Aumentando o volume de sua retórica, a Índia considera o Paquistão responsável pelo envio de centenas de combatentes para o interior de seu território e afirma que o conflito está repleto de perigo para as duas potências nucleares.
No entanto, o chanceler paquistanês, Sartaj Aziz, disse que seu país quer a paz e exortou a Índia a responder positivamente a sua oferta de diálogo.

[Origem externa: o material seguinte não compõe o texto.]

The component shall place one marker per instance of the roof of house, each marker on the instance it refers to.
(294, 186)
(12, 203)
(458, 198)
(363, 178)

Islamabad acertara com Nova Délhi que Aziz viajaria hoje à capital indiana para tentar acabar com as tensões entre os dois países, mas o encontro acabou não se realizando por causa de um recuo da Índia.
"Nós queremos a paz e o fim das tensões", disse Aziz a parlamentares paquistaneses, enquanto o primeiro-ministro indiano, Atal Behari Vajpayee, advertia em Nova Délhi que o impasse entre as duas potências nucleares sobre a Caxemira estava repleto de perigo.
Desde 26 de maio - início da ofensiva indiana contra guerrilheiros separatistas que se infiltraram no lado indiano da Caxemira através do Paquistão - os dois países acusam-se de invasão de território.
O Exército da Índia, que prosseguiu hoje com seus ataques aéreos e terrestres contra os redutos guerrilheiros nas regiões de Batalik, Drass e Kargil, anunciou que 221 soldados paquistaneses foram mortos desde o dia 9 durante as ofensivas contra os rebeldes separatistas. Também informou ter detido hoje 10 guerrilheiros treinados pelo Paquistão na região montanhosa de Ladakh.
O governo paquistanês continua assegurando que seu Exército não está envolvido na invasão ao território da Índia e informou que suas tropas impediram hoje que soldados indianos invadissem um de seus postos de controle na fronteira que divide a disputada Caxemira.
A tensão entre a Índia e o Paquistão por causa da Caxemira é a maior em três décadas. Os dois países, que realizaram testes nucleares no ano passado, travaram três guerras desde sua independência da Grã-Bretanha, em 1947, duas delas pela região himalaia da Caxemira.